It's so strange, these past twelve days, which have seemed like both a dream and my entire life, mostly the whole-life, the way I've felt like I've known nothing else but this--the mountains, the fog, the conversation, the meals with small glasses and paper napkins, Ellen Bryant Voigt's coaxing yes, yes, the night-time readings, those damned mosquitoes. The rest of my life is a memory--at some point, I had a childhood, I grew up, there were fireflies and waiting for the bus and I remember, somewhere back when, wearing a big white dress and there's a place I know of as home with two floppy dogs, and it's there somewhere, I know it, but right now, all I can think of is the addictive local chocolate milk spouting from the fountain like an udder, the muffins in the barn, the streams flanking either side of the conference.

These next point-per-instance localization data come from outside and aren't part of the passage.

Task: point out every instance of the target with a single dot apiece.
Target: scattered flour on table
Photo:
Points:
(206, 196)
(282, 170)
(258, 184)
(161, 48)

These things have become everyday for me, and soon, I'll learn a new routine, one that begins with waking up in my own cotton sheets with my truncated windows and husband's soft breathing beside me.
It's been so good and I've felt so blessed; I hope I can return to my program maintaining this height of energy and passion, keeping those voices in my head, reminding me of figure and ground, of syntax and structure and line endings, of parsing and annotative lineations, of maintaining a poetic voice that belongs to me, of close examination, of essays and anthologies and reading up late into the night.
I will have perhaps one more Bread Loaf-focused post this week, one that focuses on all the photographs I took--my favorites, anyway--and a link to the flickr album where I'll dump too many photos to count.
For now: Farewell, farewell, sweet mountain.